There are different types of search algorithms that help us choose between the speed, memory and complexity.

Linear Search

This is the simplest and the most intuitive way of searching through the data. We pick up the elements sequentially and identify if this is the element we want. If yes, we conclude - else we continue. This is the simplest to implement; but not so good in its cost. In the best case scenario, we can get the result in the first attempt - in the worst case, we will have to look through the whole list before we conclude. Thus, it has cost C(N).

Binary Search

This works only if we have a sorted data set that is easy to index. We start with the middle element and compare it with our target. If it matches, we are done. Else, if it is less, we jump to the element between this and the first (1/4) and if it is more, we jump to the point between this and end (3/4). Thus, at each step, we identify if we need to stop or move up or move down. At each time, our step reduces by half.

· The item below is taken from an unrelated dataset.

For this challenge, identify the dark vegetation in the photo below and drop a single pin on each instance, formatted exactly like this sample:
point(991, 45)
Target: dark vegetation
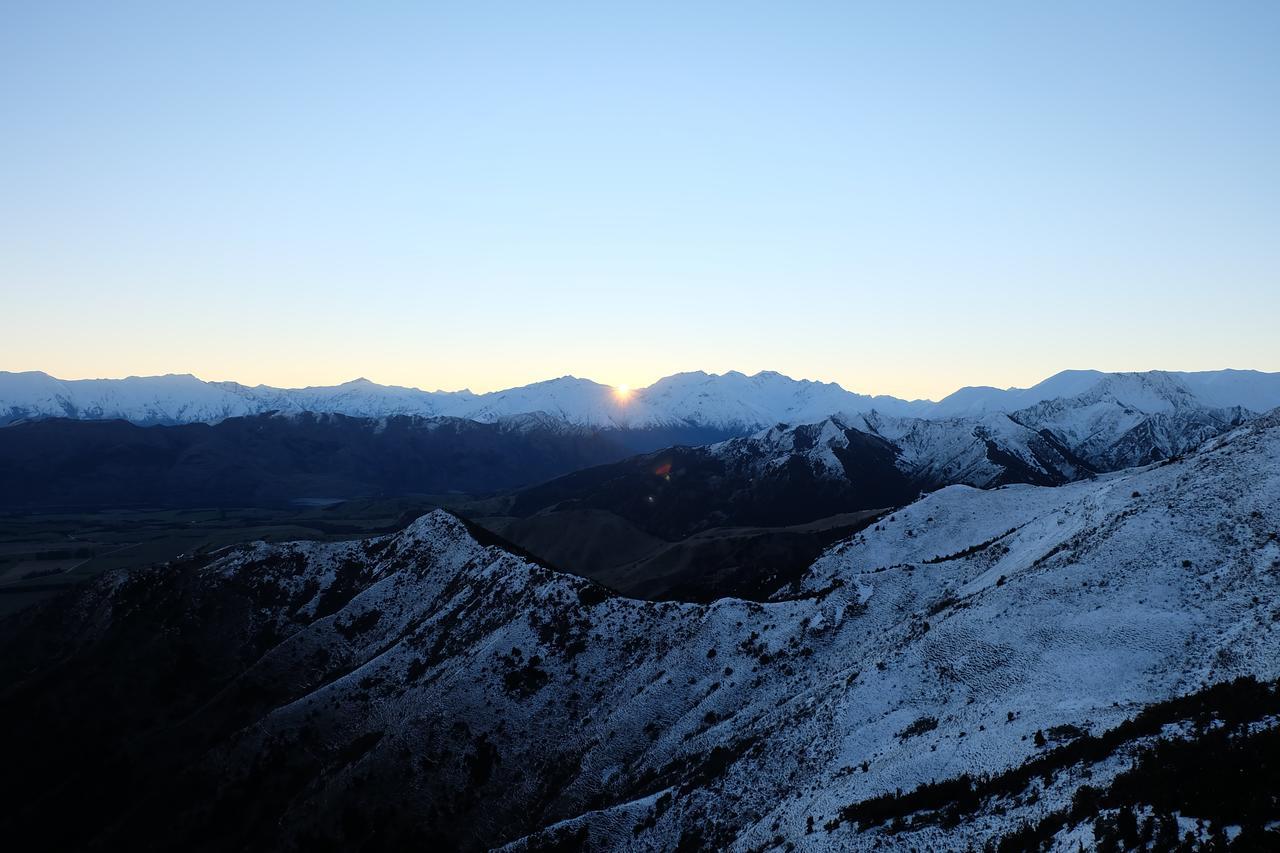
point(1225, 774)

With this, the best case is of course the first hit and the worst case is less than N. It is O(log N).

Thus, the cost is not linear - it is logarithmic. But, the two major requirements are that the data should be sorted and it should be easy to index. If we have a singly linked list, we will have to traverse from the first element for every index. In such a case, it would be a terrible mistake to use binary search. Similarly, if the data is not sorted, the binary search will never work.

Should we sort the data just for binary search. That is not as stupid as it sounds. It depends upon the data size and the number of times we plan to search. There are times when it is better to sort the data once before we start with the search.

Interpolate Search

This further extends the concept of binary search. Instead of jumping right in the middle of the list, it tries to estimate the position of the target based on the assumption that the data is uniform. That is, in a list of numbers that start with 1 and end in 100, it assumes that number 40 would be around the 40th position. Thus it starts from 40. And then, at each branch, it further estimates the position of the target element based on the two extremes.

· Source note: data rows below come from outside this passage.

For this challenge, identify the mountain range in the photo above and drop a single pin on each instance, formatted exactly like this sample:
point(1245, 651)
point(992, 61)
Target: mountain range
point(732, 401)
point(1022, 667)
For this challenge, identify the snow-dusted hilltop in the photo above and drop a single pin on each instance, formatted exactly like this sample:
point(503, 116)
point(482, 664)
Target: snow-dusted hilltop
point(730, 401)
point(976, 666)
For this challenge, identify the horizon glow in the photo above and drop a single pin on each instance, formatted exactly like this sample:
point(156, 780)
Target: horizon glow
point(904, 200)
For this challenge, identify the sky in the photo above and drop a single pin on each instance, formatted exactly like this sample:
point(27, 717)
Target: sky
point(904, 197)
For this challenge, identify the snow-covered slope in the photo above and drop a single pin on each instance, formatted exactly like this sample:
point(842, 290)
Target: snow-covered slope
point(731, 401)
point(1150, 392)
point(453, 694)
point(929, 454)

If we have a good, uniform distribution of the data, this works wonderfully well and we can reach the target really fast. Its cost is O(log (log N)) - which is much better than binary search.

But the assumption here is that the data should be uniformly distributed. Else, the excessive calculation for interpolation would be an absolute wastage.

Hash Key

As we saw above, searching requires a lot of effort in comparing the data. We count the complexity and cost of an algorithm based on the number of times we have to compare data elements. But, what if we simplify this comparison itself?

Hashing is an innovative concept that can have a fabulous impact on the search speed. Over the years, hashing has earned its place in many other domains (encryption, security, finance, communication...) as well. But this is where it started.

A hash value is a numeric value obtained for a chunk of data. The hashing algorithm is out of our scope. But, essentially it uses the given data chunk as a sequence of bytes and numerically works on these bytes to get an integer. Of course, this integer is not unique. Just because the hash value matches, it does not mean that the data chunks are equal. But, the way it is implemented, it has a fairly distributed wide range - so there are very few overlaps is a real world application.

Here, we get hash (keys) for all the elements in the available data (values) and note the relation between the key and data. Since these are numbers, we can save them in an array. Now, when we want to search for an element, we start by searching the hash key itself. Since this is numeric search on an array, it can be performed pretty fast. Once we have identify the key, we can then look into the elements with that key - if any of them really match our search object.